Men somehow forgot how to be men, and women don't know how to be girls because we're too busy being a strange combination of both. Anytime I see an example of girlishness, even though it tickles a man, I catch myself viewing it simply as manipulative.

But maybe it's not. Not when I see the resulting delight on a man's face.

I need to remember to tell him how wonderful I think he is, and not just point out the things that need to be done. I need to remember that what I have is rare, and that I'm truly fortunate to have someone love me so much, and to have an opportunity to practice love.

With the exception of Valentine's Day diners, their one day off, I've seen, in the eyes of young lovers, passport holders who unwittingly became visitors to the Twilight Zone, whose ticket was purchased by the one who loves them.

If you really loved me, you wouldn't be driving me fucking nuts.

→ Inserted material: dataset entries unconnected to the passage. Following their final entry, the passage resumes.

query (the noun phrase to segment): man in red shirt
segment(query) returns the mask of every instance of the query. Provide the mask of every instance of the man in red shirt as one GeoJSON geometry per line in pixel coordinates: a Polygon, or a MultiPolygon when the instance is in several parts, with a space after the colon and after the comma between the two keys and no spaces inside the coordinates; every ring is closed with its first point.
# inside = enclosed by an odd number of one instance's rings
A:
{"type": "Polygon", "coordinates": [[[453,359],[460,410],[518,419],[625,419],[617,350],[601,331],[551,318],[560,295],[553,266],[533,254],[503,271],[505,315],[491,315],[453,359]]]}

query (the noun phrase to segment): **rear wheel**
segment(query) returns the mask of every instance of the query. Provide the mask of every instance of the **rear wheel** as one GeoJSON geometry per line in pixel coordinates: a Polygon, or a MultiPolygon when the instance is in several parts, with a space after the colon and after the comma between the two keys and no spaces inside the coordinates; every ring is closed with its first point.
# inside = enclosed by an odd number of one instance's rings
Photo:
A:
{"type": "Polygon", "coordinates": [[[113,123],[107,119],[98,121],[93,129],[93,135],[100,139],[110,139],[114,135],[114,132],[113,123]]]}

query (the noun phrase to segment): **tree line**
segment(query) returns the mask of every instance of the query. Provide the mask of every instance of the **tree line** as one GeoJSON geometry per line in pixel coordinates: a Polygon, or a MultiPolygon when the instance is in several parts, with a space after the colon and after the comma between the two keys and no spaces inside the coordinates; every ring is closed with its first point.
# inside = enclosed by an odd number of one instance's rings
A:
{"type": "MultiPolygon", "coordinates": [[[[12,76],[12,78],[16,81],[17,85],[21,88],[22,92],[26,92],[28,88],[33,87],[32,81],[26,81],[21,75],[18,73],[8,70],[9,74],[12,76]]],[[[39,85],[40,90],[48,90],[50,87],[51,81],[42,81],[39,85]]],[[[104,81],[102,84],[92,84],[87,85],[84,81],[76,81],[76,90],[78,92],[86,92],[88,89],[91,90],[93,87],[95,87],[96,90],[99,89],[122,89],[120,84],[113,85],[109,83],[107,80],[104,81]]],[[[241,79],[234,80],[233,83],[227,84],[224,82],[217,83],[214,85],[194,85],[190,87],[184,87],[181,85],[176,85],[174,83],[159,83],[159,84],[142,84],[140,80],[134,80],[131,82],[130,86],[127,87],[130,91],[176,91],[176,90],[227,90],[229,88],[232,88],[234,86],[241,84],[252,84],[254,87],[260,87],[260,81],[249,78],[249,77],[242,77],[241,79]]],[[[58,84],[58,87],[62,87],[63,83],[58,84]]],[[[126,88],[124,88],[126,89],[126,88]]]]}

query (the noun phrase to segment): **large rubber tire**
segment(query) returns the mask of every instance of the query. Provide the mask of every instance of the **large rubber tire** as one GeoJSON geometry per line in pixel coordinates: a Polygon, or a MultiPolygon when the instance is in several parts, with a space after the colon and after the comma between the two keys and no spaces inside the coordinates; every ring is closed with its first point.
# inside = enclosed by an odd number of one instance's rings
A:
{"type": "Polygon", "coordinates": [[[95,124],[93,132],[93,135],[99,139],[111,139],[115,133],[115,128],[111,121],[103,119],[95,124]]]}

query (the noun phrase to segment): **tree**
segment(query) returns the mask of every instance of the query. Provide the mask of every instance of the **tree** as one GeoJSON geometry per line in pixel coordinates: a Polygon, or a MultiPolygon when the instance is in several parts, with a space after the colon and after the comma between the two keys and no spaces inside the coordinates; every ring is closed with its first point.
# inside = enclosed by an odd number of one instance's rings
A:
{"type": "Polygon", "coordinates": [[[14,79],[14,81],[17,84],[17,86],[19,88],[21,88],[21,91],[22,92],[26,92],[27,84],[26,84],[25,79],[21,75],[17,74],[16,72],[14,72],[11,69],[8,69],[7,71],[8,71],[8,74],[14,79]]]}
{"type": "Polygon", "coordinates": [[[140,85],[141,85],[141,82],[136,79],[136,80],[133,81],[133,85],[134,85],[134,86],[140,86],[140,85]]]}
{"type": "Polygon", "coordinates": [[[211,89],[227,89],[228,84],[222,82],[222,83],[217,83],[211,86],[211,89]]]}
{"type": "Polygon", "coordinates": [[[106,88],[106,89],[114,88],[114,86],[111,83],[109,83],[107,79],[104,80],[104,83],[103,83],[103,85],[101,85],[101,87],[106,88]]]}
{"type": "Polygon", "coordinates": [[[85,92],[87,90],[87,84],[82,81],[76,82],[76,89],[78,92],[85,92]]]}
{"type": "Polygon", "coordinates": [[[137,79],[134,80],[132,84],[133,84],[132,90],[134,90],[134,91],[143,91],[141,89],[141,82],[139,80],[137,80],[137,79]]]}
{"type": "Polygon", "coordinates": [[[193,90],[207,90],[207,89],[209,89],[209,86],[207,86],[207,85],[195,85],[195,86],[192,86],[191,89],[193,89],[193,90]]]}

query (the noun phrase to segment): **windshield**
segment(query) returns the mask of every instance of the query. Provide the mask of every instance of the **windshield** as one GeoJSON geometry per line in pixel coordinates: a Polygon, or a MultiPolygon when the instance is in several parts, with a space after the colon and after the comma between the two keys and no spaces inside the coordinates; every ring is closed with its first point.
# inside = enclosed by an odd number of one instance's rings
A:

I see the exasperation in their eyes. I see, "Is it worth it?" flash momentarily nearly every day these days. I have personally ignited magnesium, having the phrase pop - overexposed - on my own expression.

Is it worth it?

He dared to hold a mirror to my face to show me my imperfections, wept that I could not see them, still vowed to continue to love me, but if I didn't want his love, or his presence, he would go, granting my wishes. He just wanted my happiness. Pushed away for the countless time, then pulled back, he would consistently demonstrate longevity by not leaving me until my last heaving, snotty tear was shed. Every single time. He never grows tired of holding me. Or telling me how much he loves me. Or how much he wants this to work.

Is it worth it?
He's everything I asked for.

At the end of my marriage to Ack, the now ex-husband/ best friend, I promised myself that next time, if there was to be a next time, I wanted to have someone who fought back, who didn't just extinguish my flame with baking soda. I wanted someone equally as passionate as I.

All of the girlfriends that Fatty had prior to me were girls who hung on his every word, never challenged him, could have easily been taken advantage of. He wanted someone challenging, someone strong, someone who fought back.

It's everything we asked for,
Just not the way we'd asked for it.
It was supposed to be easier.
Wasn't it?

Something we'd both shared in common was going if the going got too tough. Yesterday we made a pact that we're not allowed to leave because it's too hard. The rewards will be there if only we stick it out. Besides, I want us to demonstrate longevity to our children.

So, maybe it wasn't supposed to be easier.

Oh, this Universe, who thinks us so special as to grant us everything we ever wished for.... In the future, if you're just as generous, I wouldn't mind a little black Mini Cooper with white racing stripes, please. Or a cheapo 4 day journey to Cuba. That might be nice.

Maybe there's not a finish line in this race, just a target to keep stabbing at.

Darling Universe, for the next event I'll take a handicap with a Special Bus pass on a par 14, if I could.

3 Comments:

  • heehee. this post makes me giggle. i moved in with my man about three months ago, when we moved cross country from ny to la...and believe me, i hear what your'e saying! it's all just too funny though.

    By Anonymous Anonymous, at 2:00 p.m.  

  • i also think that it's helpful for longevity to discuss the abstract concept of love, and to be with someone who loves the concept - someone who loves love. simple, but not.


    your mom's comment was FUCKING AWESOME. I'M STILL LAUGHING THINKING ABOUT IT.

    By Blogger FC, at 3:48 p.m.  

  • :)

    By Blogger Chris Baines, at 6:53 p.m.